You need things like search paths accessible to get IDEs, static analyzers, software packaging systems, and other third party tools working with your code base.

So make works great if the only things you're interested in doing are the top-level make commands you define, but it doesn't do you any favors when it comes to other things.


It's not Make's fault that autogenerated Makefiles are hard to read. The same is true of pretty any much language produced by autogenerated code.

It is possible to write perfectly reasonable and debuggable Makefiles if you do it by hand.


> Makefiles are nice in theory but don't scale well to team members who don't know how to use make

Just learn it then? Running make commands is trivial. Writing basic make targets is trivial too.


> Is make considered bad or something?

Depends what you're using it for. Generated from CMake, Makefiles are OK I guess, although Ninja is strictly better these days.

Manually written, I would say make is bad.

1. It doesn't promote portability: since each target calls shell commands, it is very easy to accidentally create a non portable Makefile (something alleviated when using CMake that handles the portability before emitting the Makefile)

2. It is imperative and stateful in subtle ways, which is the wrong level of abstraction for a build system. Systems that are declarative and describe the desired state of the build are much easier to use and reliable

3. It is bare bone as far as build system functionality goes: it doesn't provide many of the useful things I expect from a modern build system: the concepts of library dependencies, build profiles, compiler flags, test, documentation or even project in general... are all orthogonal to make

4. It is ad-hoc: as a result of the previous points, the expected functionality of a build system is often re-created in the makefile, but in a non fully standard way (conventions exist, but must be manually enforced and are limited). This results in brittle and difficult to use build systems.

> What is an alternative

Language-specific package managers, notably Cargo.

If using rust, there's also a pattern called xtask[1] that's aiming at providing a standard interface in the form of a binary (since it is rust, it is portable, but most of the other points unfortunately apply).

Otherwise, CMake, meson, nix, bazel, buck2

[1]: https://github.com/matklad/cargo-xtask


> they are complex and not easy to understand.

Makefiles are declarative, which is a bit strange at first. If you start with a simple one you pick it up really fast.

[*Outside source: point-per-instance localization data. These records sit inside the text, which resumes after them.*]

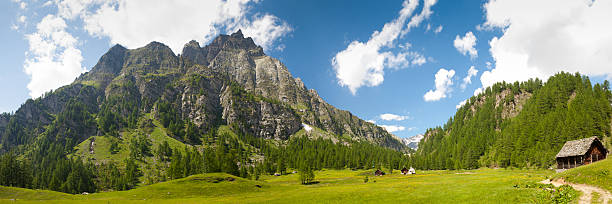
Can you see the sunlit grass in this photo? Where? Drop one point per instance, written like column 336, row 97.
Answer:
column 335, row 186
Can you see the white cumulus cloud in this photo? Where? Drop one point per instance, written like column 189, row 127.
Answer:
column 393, row 128
column 52, row 59
column 541, row 38
column 468, row 79
column 438, row 29
column 465, row 45
column 461, row 104
column 135, row 23
column 363, row 63
column 443, row 81
column 390, row 116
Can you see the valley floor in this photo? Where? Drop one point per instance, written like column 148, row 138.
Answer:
column 334, row 186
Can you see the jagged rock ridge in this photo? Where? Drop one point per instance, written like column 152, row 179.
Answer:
column 230, row 81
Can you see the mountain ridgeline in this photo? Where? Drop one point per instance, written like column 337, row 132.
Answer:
column 519, row 125
column 231, row 81
column 145, row 115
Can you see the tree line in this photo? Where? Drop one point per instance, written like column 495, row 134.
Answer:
column 566, row 107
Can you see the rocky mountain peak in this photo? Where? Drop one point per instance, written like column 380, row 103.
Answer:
column 234, row 41
column 237, row 34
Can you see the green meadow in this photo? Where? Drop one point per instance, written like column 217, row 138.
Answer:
column 331, row 186
column 597, row 174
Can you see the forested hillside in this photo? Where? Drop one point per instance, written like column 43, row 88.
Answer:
column 146, row 115
column 519, row 125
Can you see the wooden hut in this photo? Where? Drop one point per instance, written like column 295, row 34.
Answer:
column 580, row 152
column 378, row 172
column 404, row 171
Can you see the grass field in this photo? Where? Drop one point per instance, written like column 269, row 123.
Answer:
column 597, row 174
column 334, row 186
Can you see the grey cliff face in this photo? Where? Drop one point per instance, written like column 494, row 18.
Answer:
column 230, row 81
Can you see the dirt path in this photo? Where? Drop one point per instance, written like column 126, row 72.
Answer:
column 587, row 190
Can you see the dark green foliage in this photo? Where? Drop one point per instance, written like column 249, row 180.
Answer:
column 306, row 175
column 185, row 163
column 129, row 180
column 14, row 172
column 164, row 151
column 114, row 147
column 566, row 107
column 140, row 146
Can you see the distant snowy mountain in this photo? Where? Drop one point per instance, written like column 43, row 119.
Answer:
column 413, row 142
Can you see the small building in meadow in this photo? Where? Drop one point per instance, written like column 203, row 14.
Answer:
column 580, row 152
column 404, row 171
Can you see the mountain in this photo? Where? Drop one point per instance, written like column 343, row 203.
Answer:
column 520, row 124
column 142, row 116
column 413, row 142
column 230, row 81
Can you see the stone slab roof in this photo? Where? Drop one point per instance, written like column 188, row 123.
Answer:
column 576, row 147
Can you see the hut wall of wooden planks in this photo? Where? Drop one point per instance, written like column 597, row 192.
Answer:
column 580, row 152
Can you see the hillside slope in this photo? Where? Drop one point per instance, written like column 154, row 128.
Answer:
column 520, row 125
column 230, row 81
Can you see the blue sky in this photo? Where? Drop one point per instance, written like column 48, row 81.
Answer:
column 409, row 78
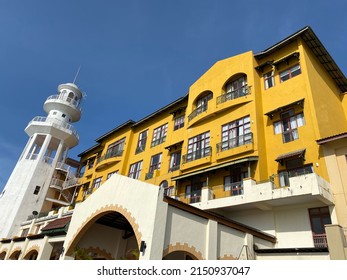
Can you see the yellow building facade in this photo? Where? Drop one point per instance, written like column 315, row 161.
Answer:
column 244, row 141
column 259, row 139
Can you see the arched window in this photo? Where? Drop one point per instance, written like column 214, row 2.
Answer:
column 236, row 87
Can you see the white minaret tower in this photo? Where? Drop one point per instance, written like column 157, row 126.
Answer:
column 42, row 179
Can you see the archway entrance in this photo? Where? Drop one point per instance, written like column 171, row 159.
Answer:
column 179, row 255
column 107, row 236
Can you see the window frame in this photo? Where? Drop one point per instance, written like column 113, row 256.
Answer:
column 116, row 148
column 135, row 170
column 175, row 161
column 198, row 146
column 97, row 182
column 141, row 142
column 269, row 76
column 155, row 162
column 179, row 122
column 290, row 72
column 236, row 133
column 159, row 135
column 288, row 125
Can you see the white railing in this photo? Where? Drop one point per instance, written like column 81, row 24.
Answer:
column 71, row 101
column 57, row 123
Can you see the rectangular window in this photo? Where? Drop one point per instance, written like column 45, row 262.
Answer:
column 37, row 190
column 236, row 133
column 155, row 163
column 175, row 161
column 115, row 149
column 159, row 135
column 269, row 80
column 179, row 122
column 109, row 175
column 319, row 217
column 141, row 143
column 236, row 88
column 96, row 182
column 198, row 147
column 290, row 73
column 135, row 170
column 288, row 125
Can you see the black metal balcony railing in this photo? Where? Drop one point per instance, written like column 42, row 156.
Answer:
column 158, row 141
column 197, row 112
column 320, row 240
column 149, row 175
column 174, row 168
column 235, row 142
column 242, row 91
column 197, row 154
column 235, row 188
column 140, row 149
column 116, row 153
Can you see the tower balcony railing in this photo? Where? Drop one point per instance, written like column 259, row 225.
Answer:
column 71, row 101
column 56, row 123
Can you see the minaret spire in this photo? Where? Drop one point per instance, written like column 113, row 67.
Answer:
column 42, row 178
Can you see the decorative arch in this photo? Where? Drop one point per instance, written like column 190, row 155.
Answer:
column 35, row 249
column 190, row 250
column 234, row 77
column 98, row 253
column 206, row 95
column 3, row 254
column 15, row 254
column 95, row 216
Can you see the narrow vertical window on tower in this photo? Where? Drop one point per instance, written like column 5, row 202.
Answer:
column 288, row 125
column 269, row 80
column 141, row 143
column 135, row 170
column 290, row 73
column 37, row 190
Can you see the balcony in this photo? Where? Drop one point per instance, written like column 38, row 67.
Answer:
column 64, row 104
column 58, row 128
column 320, row 240
column 233, row 98
column 108, row 159
column 235, row 146
column 197, row 112
column 198, row 157
column 306, row 188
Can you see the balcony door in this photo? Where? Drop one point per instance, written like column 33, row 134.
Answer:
column 318, row 218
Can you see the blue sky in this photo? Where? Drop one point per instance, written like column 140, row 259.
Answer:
column 136, row 56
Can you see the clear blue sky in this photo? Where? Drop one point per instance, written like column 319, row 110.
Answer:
column 136, row 56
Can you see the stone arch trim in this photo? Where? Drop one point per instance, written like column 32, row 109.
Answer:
column 227, row 257
column 99, row 252
column 31, row 249
column 97, row 214
column 183, row 247
column 16, row 249
column 3, row 253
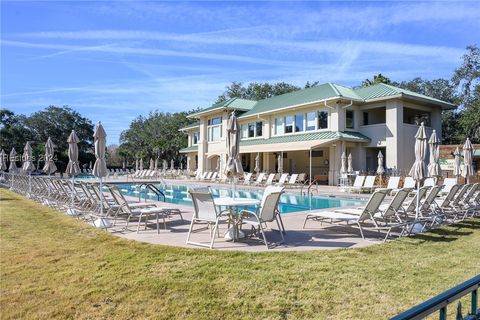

Scons and CMake are both heavier garbage, for mostly the same reasons: both require unnecesary dependencies, Scons requires Python which is a monster, and CMake is a bitch to build. Neither fully implement all of Make's capabilities, because both authors never really mastered Make and misunderstand it.

As a final slap to CMake, in the end it generates Makefiles, proving that Make is the be all, end all when it comes to build engines.

You better buy the book on Make and learn it and learn it well instead of wasting your time on toy tools. The longer you try to avoid it, the more time you'll waste.


They had tons of makefiles, so moving to something make-like was desirable.

I personally think that GNU make has a ton of bells and whistles, so it may be very difficult to emulate it with any accuracy; then again, they also know which features of GNU make are important to their project.

I might have bitten the bullet and chosen something like SCons to reach a Python base, and I have spent time rewriting (one or two) makefiles as SConstructs without a problem. But I have also seen huge projects with makefile madness, and I can certainly understand anyone's decision to want to keep makefiles untouched. Emulating make, while leaving room for improvements, isn't such a bad decision.


Horrible syntax.

Manual labor to write them that a build system could automate for you.

Not convenient enough for large projects, so people write makefile-making tools anyway.

It turns out a mess.


I think people write bad makefiles because the documentation is bad. Its "taking the user by the hand and pushing him into the right direction"-level is just not up to date anymore.

Make is a good tool because it allows a lot of flexibility, but it doesn't protect its users from the pitfalls this flexibility unavoidably creates.